“Prob’ly. Plainclothes detective, super shiny badge? Anyway, he’s in the kitchen. For you, of all things. Are you stuck? You’re all hunched over.”
“Oh, God.” The potential for disaster was staggering. Least important, but the first thing that came to mind: I look like hell. Most important . . . “Where’s Mom?” she scream-whispered.
“It’s okay.” Her irrepressible brother, the oldest of the boys, bounced up from the carpet and gave her a reassuring peck on the cheek. “She’s lying down for her post-lunch siesta. Prob’ly in preparation for her predinner siesta.”
“Thank God.” Her mother did not care for the company of those in law enforcement. Not even those trying to solve her husband’s murder. Sometimes especially those trying to solve her husband’s murder. It was almost like, as bad as her father’s murder was, her mother was afraid the police would find out something even worse. Just one more thing in the Drake dynamic that made no sense.
“Okay. I’ll go talk to him. Okay. Oh, my God, I’m so . . . I’m wearing— Okay. No time to— Okay.” She looked down at her T-shirt and leggings and swallowed a groan (the Horde must not find out about her crush). “Okay. He’s in the kitchen? Okay.”
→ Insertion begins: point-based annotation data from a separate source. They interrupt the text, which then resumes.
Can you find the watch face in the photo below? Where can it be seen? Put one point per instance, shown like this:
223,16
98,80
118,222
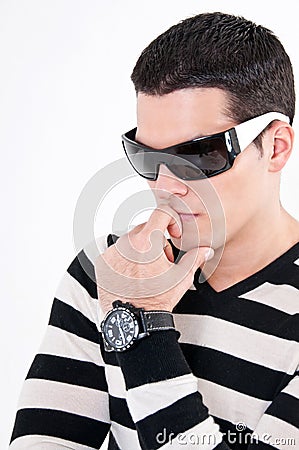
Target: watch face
120,329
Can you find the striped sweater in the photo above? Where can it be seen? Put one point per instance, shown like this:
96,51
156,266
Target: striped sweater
227,378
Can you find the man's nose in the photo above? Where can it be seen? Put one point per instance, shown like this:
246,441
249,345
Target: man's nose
168,184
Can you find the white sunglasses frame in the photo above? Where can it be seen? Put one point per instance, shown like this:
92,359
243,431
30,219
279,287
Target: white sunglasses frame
249,130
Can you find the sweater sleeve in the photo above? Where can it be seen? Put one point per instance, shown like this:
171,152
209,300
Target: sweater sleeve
169,412
64,399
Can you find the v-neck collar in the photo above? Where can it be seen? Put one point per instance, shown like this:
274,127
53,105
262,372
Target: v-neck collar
249,283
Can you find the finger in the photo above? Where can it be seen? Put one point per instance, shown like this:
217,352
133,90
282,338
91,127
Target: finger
191,260
168,252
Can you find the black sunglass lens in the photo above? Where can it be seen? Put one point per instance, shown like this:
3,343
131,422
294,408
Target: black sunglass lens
205,157
143,162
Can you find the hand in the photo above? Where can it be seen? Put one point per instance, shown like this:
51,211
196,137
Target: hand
140,267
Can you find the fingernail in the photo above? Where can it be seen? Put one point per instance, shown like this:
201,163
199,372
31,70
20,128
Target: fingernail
209,254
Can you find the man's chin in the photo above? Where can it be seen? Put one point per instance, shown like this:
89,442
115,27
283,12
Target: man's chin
188,242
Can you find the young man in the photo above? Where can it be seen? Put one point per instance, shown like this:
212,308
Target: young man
202,350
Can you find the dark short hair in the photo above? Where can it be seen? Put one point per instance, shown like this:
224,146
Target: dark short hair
224,51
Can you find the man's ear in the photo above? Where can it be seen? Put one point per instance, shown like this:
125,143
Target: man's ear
282,140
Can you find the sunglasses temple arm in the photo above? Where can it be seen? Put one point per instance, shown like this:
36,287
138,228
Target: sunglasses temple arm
248,131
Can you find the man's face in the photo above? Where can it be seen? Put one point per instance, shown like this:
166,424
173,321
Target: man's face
217,209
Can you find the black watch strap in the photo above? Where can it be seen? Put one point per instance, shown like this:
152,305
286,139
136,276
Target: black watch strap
158,321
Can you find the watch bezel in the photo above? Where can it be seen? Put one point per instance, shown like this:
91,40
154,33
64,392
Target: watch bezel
107,343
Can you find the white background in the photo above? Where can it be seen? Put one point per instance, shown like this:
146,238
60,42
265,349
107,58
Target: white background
65,98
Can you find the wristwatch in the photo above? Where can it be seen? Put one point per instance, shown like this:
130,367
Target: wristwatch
125,324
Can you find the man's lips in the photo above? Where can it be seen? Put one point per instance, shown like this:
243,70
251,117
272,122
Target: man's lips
187,217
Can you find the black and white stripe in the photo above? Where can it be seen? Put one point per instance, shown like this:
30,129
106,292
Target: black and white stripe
235,360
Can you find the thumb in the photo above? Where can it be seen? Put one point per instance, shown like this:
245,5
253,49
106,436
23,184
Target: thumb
194,258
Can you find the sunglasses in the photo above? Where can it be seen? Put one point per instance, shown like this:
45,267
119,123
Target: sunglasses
200,158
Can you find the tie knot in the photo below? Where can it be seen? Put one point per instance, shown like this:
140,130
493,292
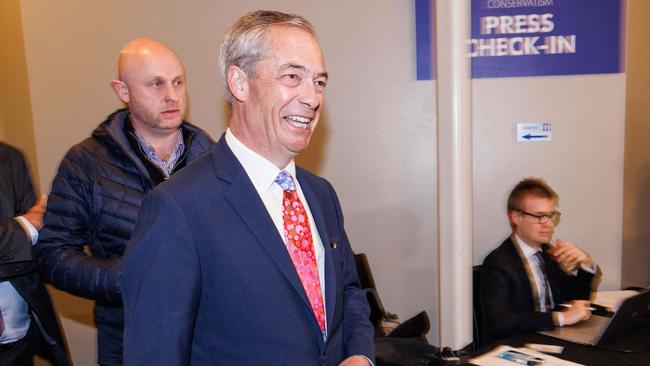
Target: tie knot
285,181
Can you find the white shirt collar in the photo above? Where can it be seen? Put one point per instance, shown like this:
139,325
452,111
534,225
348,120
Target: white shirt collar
260,170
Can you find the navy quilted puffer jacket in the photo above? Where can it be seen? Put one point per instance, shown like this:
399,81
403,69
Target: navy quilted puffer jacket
94,202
“You’re not having a stroke, are you?”
“No . . . no. No, definitely not. Probably not. Okay.”
“Hey, it’s not all bad. He liked our weird doorbell.”
“He likes ‘Chick Habit’?” She was already half running down the hall. “Okay.”
TWENTY-ONE
She found Jason examining the papers all over the fridge and humming under his breath. Other families put up their kids’ artwork. The Drakes left each other various ransom notes
Mitchell, you fuck, you can have your Cokes back when you return my Little Debbies.
death threats
When I find out who filched my baby spinach, I will END THEM. I WILL END THEM.
and various to-do lists in progress
Grocery list: Eye of newt. Unicorn horn. Skim milk. Arsenic. Toilet paper.
He turned at once when he heard her come in the kitchen, looking bemused, nodded politely, then his gaze flicked over her shirt. She was fully aware she needed a shower and hadn’t run a brush through her hair for hours.
“That shirt,” he said, “is just one big mixed message.”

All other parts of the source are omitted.